Dialog for access management to repositories. This is accessible only if you have admin rights for a repo. You can add single collaborators or teams of collaborators. You can also create your own teams
After cloning a child repository forked from the parent repository (PrincetonUniversity/XGC-Devel or PrincetonUniversity/XGC-Full-f), it is recommended to add the URL of the parent repository as the additional remote “upstream”. The default remote URL is “origin” and corresponds to the URL of the repo from which a local working copy has been cloned. For XGC-Devel, the git commands are
git remote add upstream https://[your username]@github.com/PrincetonUniversity/XGC-Devel.git
You can check which remotes already exist in your working copy with the command
git remote -v
For example:
[rhager@sunfire02 XGC-Devel]$ git remote -v
origin https://rhager@github.com/rhager/XGC-Devel.git (fetch)
origin https://rhager@github.com/rhager/XGC-Devel.git (push)
upstream https://rhager@github.com/PrincetonUniversity/XGC-Devel.git (fetch)

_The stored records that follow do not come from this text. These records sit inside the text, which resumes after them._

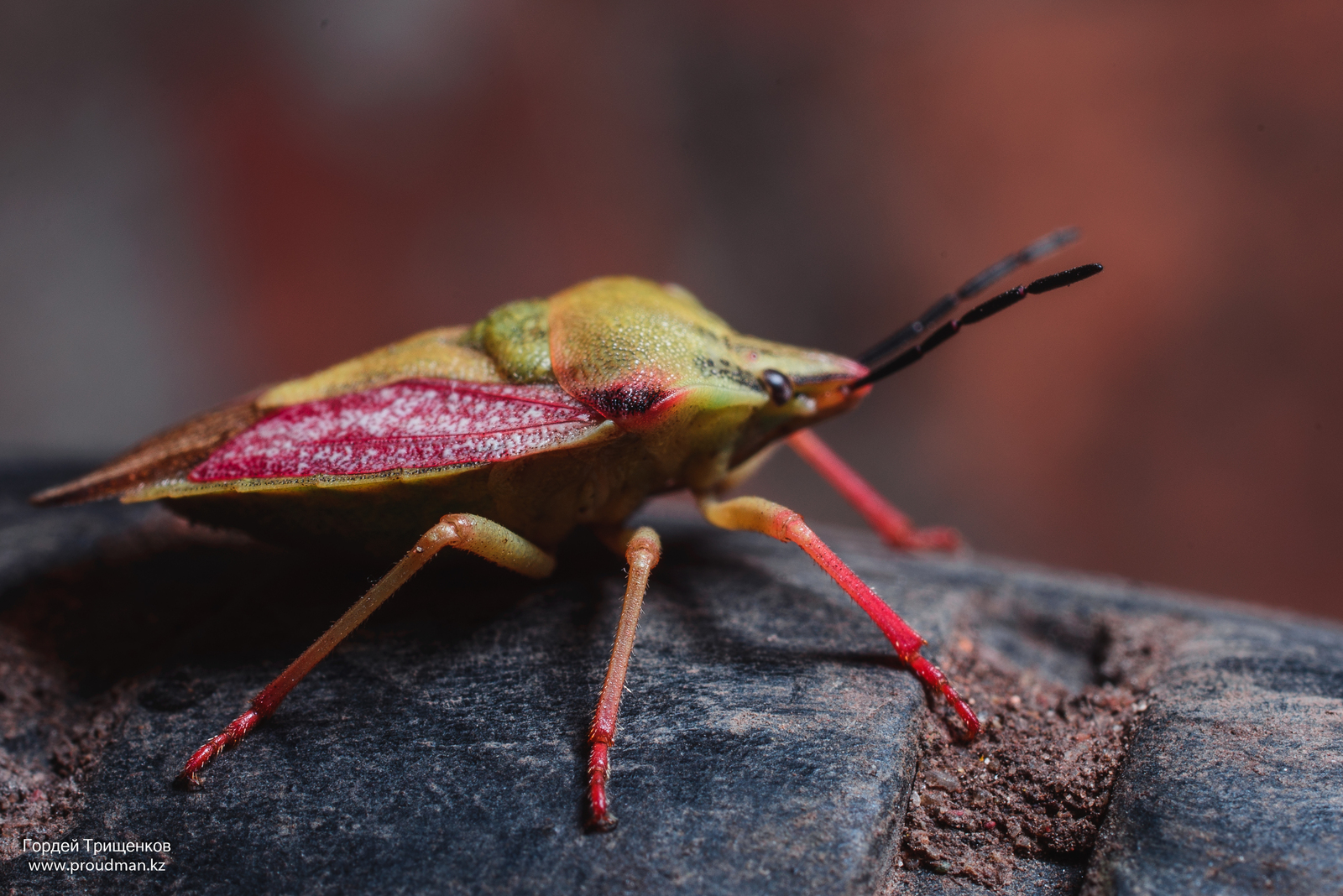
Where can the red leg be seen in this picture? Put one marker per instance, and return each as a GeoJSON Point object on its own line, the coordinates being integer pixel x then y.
{"type": "Point", "coordinates": [893, 526]}
{"type": "Point", "coordinates": [760, 515]}
{"type": "Point", "coordinates": [642, 551]}
{"type": "Point", "coordinates": [463, 531]}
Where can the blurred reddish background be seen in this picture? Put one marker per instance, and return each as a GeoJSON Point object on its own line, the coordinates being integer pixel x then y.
{"type": "Point", "coordinates": [198, 199]}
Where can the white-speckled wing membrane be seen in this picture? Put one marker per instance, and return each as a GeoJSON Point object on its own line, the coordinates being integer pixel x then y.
{"type": "Point", "coordinates": [411, 425]}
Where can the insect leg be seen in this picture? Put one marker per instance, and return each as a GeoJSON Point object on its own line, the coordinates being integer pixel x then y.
{"type": "Point", "coordinates": [760, 515]}
{"type": "Point", "coordinates": [463, 531]}
{"type": "Point", "coordinates": [895, 528]}
{"type": "Point", "coordinates": [642, 549]}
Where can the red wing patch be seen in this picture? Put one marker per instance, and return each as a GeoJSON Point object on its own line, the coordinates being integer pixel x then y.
{"type": "Point", "coordinates": [405, 425]}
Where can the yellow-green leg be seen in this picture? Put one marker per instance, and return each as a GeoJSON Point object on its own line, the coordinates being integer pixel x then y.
{"type": "Point", "coordinates": [760, 515]}
{"type": "Point", "coordinates": [463, 531]}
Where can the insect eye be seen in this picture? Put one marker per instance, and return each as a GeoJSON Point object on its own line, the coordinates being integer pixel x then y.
{"type": "Point", "coordinates": [778, 385]}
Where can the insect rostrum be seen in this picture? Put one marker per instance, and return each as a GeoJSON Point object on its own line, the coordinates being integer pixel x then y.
{"type": "Point", "coordinates": [500, 438]}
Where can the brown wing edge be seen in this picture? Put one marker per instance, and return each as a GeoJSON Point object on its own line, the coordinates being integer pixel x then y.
{"type": "Point", "coordinates": [172, 452]}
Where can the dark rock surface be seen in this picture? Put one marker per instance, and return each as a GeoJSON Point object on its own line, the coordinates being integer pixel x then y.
{"type": "Point", "coordinates": [769, 743]}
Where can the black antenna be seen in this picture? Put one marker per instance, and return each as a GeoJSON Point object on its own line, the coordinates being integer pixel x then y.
{"type": "Point", "coordinates": [977, 314]}
{"type": "Point", "coordinates": [942, 307]}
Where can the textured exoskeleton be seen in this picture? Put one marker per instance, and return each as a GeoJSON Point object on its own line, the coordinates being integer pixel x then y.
{"type": "Point", "coordinates": [500, 438]}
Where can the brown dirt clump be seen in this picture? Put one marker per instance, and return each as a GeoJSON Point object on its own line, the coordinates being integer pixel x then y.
{"type": "Point", "coordinates": [1036, 785]}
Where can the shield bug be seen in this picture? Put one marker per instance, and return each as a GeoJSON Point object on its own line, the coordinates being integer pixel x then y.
{"type": "Point", "coordinates": [500, 438]}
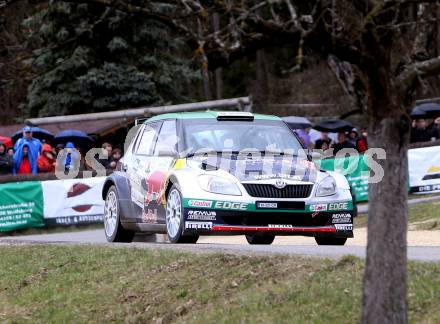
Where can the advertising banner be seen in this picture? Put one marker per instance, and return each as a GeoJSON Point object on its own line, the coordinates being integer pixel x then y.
{"type": "Point", "coordinates": [21, 205]}
{"type": "Point", "coordinates": [73, 201]}
{"type": "Point", "coordinates": [424, 169]}
{"type": "Point", "coordinates": [356, 172]}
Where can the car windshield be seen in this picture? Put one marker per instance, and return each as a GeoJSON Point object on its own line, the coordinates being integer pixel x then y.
{"type": "Point", "coordinates": [236, 136]}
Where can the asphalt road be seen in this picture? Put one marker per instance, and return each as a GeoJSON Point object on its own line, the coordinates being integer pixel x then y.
{"type": "Point", "coordinates": [235, 245]}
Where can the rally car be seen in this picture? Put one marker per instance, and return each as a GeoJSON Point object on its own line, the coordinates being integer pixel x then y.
{"type": "Point", "coordinates": [226, 173]}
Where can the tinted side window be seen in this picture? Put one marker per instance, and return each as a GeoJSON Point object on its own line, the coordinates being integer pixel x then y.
{"type": "Point", "coordinates": [148, 139]}
{"type": "Point", "coordinates": [167, 140]}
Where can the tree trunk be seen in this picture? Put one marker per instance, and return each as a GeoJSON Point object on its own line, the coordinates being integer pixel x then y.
{"type": "Point", "coordinates": [384, 294]}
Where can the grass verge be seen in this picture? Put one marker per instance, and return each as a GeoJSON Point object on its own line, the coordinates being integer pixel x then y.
{"type": "Point", "coordinates": [42, 283]}
{"type": "Point", "coordinates": [424, 216]}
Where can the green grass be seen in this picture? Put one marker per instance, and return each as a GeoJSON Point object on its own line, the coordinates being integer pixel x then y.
{"type": "Point", "coordinates": [53, 284]}
{"type": "Point", "coordinates": [424, 216]}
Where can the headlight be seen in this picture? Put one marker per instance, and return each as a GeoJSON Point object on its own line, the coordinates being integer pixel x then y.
{"type": "Point", "coordinates": [218, 185]}
{"type": "Point", "coordinates": [326, 187]}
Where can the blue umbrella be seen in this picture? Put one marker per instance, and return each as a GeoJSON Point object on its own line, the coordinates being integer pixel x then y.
{"type": "Point", "coordinates": [37, 132]}
{"type": "Point", "coordinates": [77, 137]}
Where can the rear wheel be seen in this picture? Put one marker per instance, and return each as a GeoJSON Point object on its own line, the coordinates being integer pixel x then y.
{"type": "Point", "coordinates": [330, 240]}
{"type": "Point", "coordinates": [114, 232]}
{"type": "Point", "coordinates": [174, 218]}
{"type": "Point", "coordinates": [260, 239]}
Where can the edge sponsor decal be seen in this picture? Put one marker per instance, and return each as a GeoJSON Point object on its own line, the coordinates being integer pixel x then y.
{"type": "Point", "coordinates": [198, 225]}
{"type": "Point", "coordinates": [333, 206]}
{"type": "Point", "coordinates": [267, 205]}
{"type": "Point", "coordinates": [201, 215]}
{"type": "Point", "coordinates": [341, 218]}
{"type": "Point", "coordinates": [200, 203]}
{"type": "Point", "coordinates": [344, 227]}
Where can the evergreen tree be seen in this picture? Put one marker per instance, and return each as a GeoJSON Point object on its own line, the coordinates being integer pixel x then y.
{"type": "Point", "coordinates": [94, 58]}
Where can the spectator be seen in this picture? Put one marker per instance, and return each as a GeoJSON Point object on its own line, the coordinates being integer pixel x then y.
{"type": "Point", "coordinates": [6, 161]}
{"type": "Point", "coordinates": [304, 136]}
{"type": "Point", "coordinates": [114, 159]}
{"type": "Point", "coordinates": [343, 143]}
{"type": "Point", "coordinates": [25, 159]}
{"type": "Point", "coordinates": [323, 140]}
{"type": "Point", "coordinates": [325, 146]}
{"type": "Point", "coordinates": [11, 151]}
{"type": "Point", "coordinates": [46, 160]}
{"type": "Point", "coordinates": [27, 136]}
{"type": "Point", "coordinates": [361, 143]}
{"type": "Point", "coordinates": [104, 160]}
{"type": "Point", "coordinates": [108, 147]}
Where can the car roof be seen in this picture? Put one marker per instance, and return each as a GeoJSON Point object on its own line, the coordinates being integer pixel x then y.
{"type": "Point", "coordinates": [205, 115]}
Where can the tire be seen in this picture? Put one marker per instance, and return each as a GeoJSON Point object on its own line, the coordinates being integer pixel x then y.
{"type": "Point", "coordinates": [175, 220]}
{"type": "Point", "coordinates": [114, 232]}
{"type": "Point", "coordinates": [331, 240]}
{"type": "Point", "coordinates": [260, 239]}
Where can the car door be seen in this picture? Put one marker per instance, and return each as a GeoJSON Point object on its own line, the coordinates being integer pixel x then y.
{"type": "Point", "coordinates": [139, 168]}
{"type": "Point", "coordinates": [164, 155]}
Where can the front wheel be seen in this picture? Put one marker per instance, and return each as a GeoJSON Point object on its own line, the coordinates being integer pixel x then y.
{"type": "Point", "coordinates": [330, 240]}
{"type": "Point", "coordinates": [114, 232]}
{"type": "Point", "coordinates": [175, 220]}
{"type": "Point", "coordinates": [260, 239]}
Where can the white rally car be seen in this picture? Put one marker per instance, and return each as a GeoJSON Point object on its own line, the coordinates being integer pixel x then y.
{"type": "Point", "coordinates": [226, 173]}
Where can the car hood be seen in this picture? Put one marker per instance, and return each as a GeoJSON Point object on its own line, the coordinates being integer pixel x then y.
{"type": "Point", "coordinates": [258, 168]}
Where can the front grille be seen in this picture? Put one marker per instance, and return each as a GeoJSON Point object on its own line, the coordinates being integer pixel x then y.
{"type": "Point", "coordinates": [270, 191]}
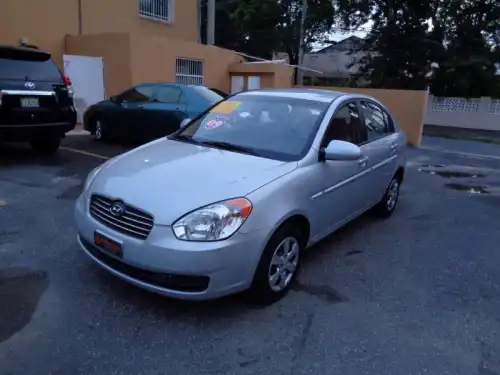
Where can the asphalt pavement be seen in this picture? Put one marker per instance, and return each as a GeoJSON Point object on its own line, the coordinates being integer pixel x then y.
{"type": "Point", "coordinates": [418, 293]}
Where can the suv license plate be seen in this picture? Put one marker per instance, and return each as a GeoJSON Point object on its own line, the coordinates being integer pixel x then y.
{"type": "Point", "coordinates": [30, 103]}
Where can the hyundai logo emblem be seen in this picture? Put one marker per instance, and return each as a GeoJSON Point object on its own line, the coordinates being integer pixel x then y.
{"type": "Point", "coordinates": [117, 209]}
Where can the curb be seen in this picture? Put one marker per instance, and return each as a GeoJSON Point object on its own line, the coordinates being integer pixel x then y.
{"type": "Point", "coordinates": [77, 132]}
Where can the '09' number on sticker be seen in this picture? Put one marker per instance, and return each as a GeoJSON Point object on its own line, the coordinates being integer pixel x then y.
{"type": "Point", "coordinates": [212, 124]}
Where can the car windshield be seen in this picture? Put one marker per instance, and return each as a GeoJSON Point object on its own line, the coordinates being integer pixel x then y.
{"type": "Point", "coordinates": [274, 127]}
{"type": "Point", "coordinates": [21, 65]}
{"type": "Point", "coordinates": [207, 94]}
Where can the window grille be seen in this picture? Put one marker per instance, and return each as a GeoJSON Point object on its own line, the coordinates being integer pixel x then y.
{"type": "Point", "coordinates": [188, 71]}
{"type": "Point", "coordinates": [156, 9]}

upstream https://rhager@github.com/PrincetonUniversity/XGC-Devel.git (push)
Note that remotes are not limited to your own fork and the parent repo. You can add any user’s fork as a remote, e.g., for collaborating on the development on a feature. You can pull from the remotes (and push, if you have writing privileges). When collaborating with other users on a development project, you can use pull requests between user forks in the same way you would between your fork and the parent repo.
Creating forks of forks is not recommended. The fork owner can forbid forking by unchecking the box “Allow forking” in the “Settings” tab under “Options”. If the fork owner wants to allow issue tracking, the corresponding box should be checked in “Settings” → “Options”.

Uncheck “Allow forking” to prevent the creation of forks of forks.